Obama seeks a declaration of war – and national unity

President Barack Obama, flanked by Vice President Joe Biden and Secretary of State John Kerry, asked Congress on Wednesday to authorize military action against the Islamic State.
President Barack Obama, flanked by Vice President Joe Biden and Secretary of State John Kerry, asked Congress on Wednesday to authorize military action against the Islamic State. The Associated Press

As murky and belated as his proposal is, President Barack Obama is right to ask Congress for formal authorization to wage war against the Islamic State.

Now, it’s up to Congress to do its constitutional duty and seek answers to the many questions that Americans have about the U.S. military getting deeper in the quagmire that is Iraq and Syria.

It would be better yet for the new Republican-controlled Congress to proceed with a minimum of partisan sniping and hold a “thoughtful and dignified debate,” as the president said in a nationally televised statement Wednesday after sending the legislation to Capitol Hill.

While the battle with Islamic State militants has been underway for months, Obama said the resolution would “show our troops and the world that Americans are united in this mission.”

And while Obama highlighted the coalition of Arab nations and Western allies at our side and local soldiers bearing the brunt of ground combat, this is an acknowledgment that the U.S. is taking the lead.

The three-page draft is deliberately vague on a core issue – deploying ground forces. The resolution rules out “enduring offensive combat operations” – the kinds of long-term, large-scale operations like those in Iraq, where Obama ended the war in 2011, and in Afghanistan, where he ended the combat mission in December.

“The United States should not get dragged back into another prolonged ground war in the Middle East,” Obama said.

Still, he seeks the flexibility to use ground troops in limited circumstances – special operations missions against Islamic State leaders, rescuing downed pilots and collecting intelligence.

Some Republican hawks say ground forces are necessary to defeat the Islamic State. Sen. John McCain of Arizona, new chairman of the Armed Services Committee, complained it was “bizarre” for Obama to ask lawmakers to limit his own powers as commander in chief.

Many Democrats, however, adamantly oppose more ground forces. House Democratic leader Nancy Pelosi of San Francisco told reporters Wednesday that “in the country, there is no appetite for any boots on the ground, except in limited circumstances.”

What is beyond debate is that the Islamic State is a threat to stability in the Middle East, our allies and our national security. Its brutality toward civilians and hostages apparently knows no bounds, and it is inspiring terrorist attacks in Europe, though thankfully not yet in America.

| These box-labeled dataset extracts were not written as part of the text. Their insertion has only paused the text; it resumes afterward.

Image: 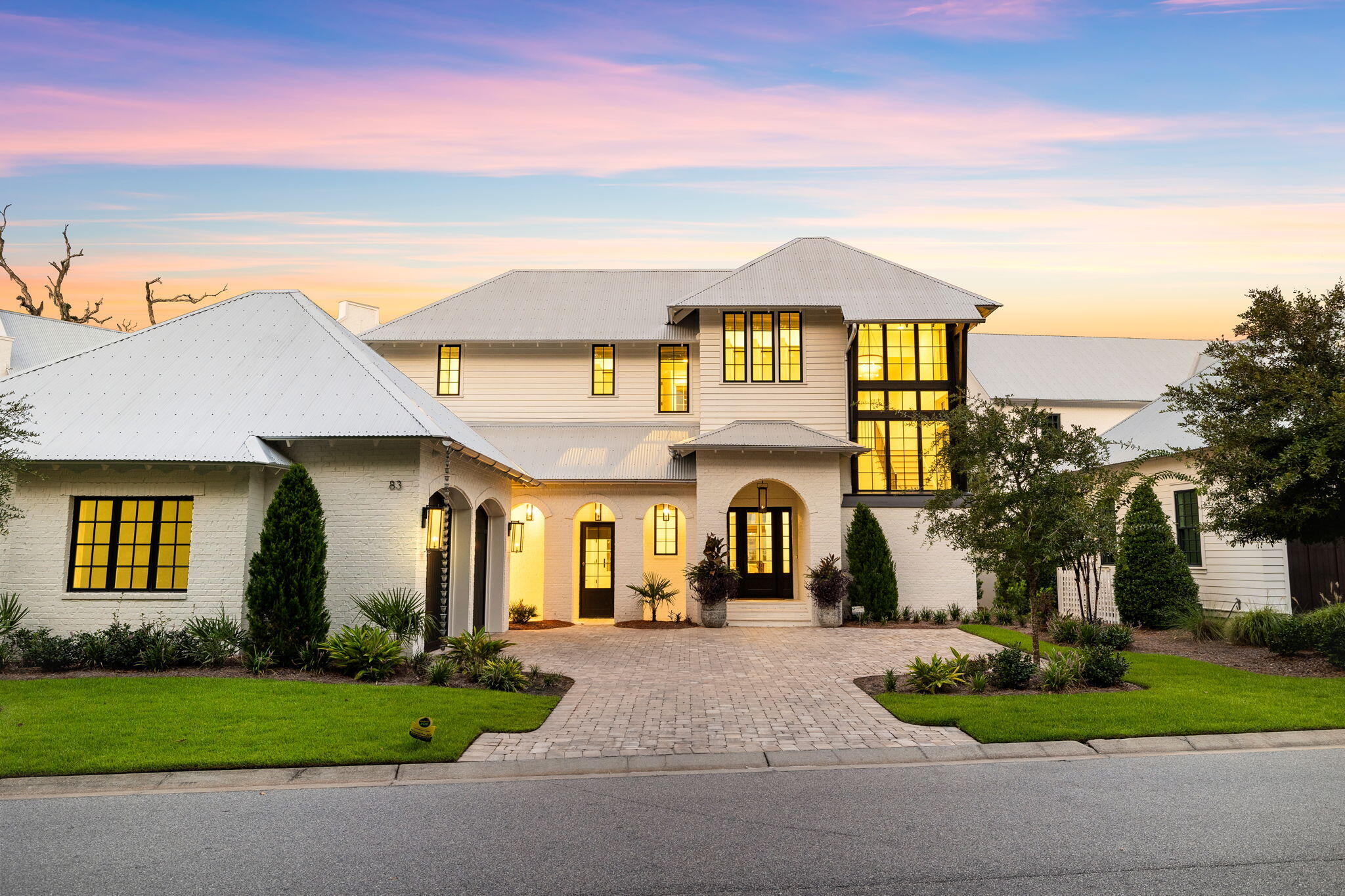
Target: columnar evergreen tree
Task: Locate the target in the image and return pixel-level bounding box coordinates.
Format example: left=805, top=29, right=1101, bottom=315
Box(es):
left=845, top=503, right=897, bottom=619
left=246, top=463, right=331, bottom=662
left=1113, top=481, right=1200, bottom=629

Obama’s resolution would be the first vote under the War Powers Act since then-President George W. Bush won authorization to invade Iraq in 2002. Obama wants to repeal that authorization, but keep the one passed after the 2001 terror attacks that he has used in his war on terror, ordering drone strikes against suspected terrorists and, more recently, airstrikes in Iraq and Syria and 3,000 military “advisers” back into Iraq.

This authorization would be in place for three years – the rest of his presidency and the first year of his successor’s. “I do not believe America’s interests are served by endless war,” Obama said.

One final note: The timing is awkward, coming the day after confirmation of the death of American humanitarian worker Kayla Mueller, who was abducted by Islamic State militants in Syria in August 2013.

We’d hate to think the White House is trying to capitalize on the national outpouring of outrage. Mueller’s life’s work was helping civilians caught in the crossfire – not war, officially authorized or not.